How Do Choreographers Bring Something Fresh to Music We've Heard Over and Over?

In 2007, Oregon Ballet Theatre asked Nicolo Fonte to choreograph a ballet to Maurice Ravel's Boléro. "I said, 'No way. I'm not going near it,' " recalls Fonte. "I don't want to compete with the Béjart version, ice skaters or the movie 10. No, no, no!"

But Fonte's husband encouraged him to "just listen and get a visceral reaction." He did. And Bolero turned into one of Fonte's most requested and successful ballets.

Not all dance renditions of similar warhorse scores have worked out so well. Yet the irresistible siren song of pieces like Stravinsky's The Firebird and The Rite of Spring, as well as the perennial Carmina Burana by Carl Orff, seem too magnetic for choreographers to ignore.

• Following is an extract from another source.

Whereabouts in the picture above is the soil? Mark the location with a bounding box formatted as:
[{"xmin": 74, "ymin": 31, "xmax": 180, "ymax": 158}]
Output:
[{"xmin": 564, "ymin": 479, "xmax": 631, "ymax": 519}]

And there are reasons for their popularity. Some were commissioned specifically for dance: Rite and Firebird for Diaghilev's Ballets Russes; Boléro for dance diva Ida Rubinstein's post–Ballets Russes troupe. Hypnotic rhythms (Arvo Pärt's Spiegel im Spiegel) and danceable melodies (Bizet's Carmen) make a case for physical eye candy. Audience familiarity can also help box office receipts. Still, many choreographers have been sabotaged by the formidable nature and Muzak-y overuse of these iconic compositions.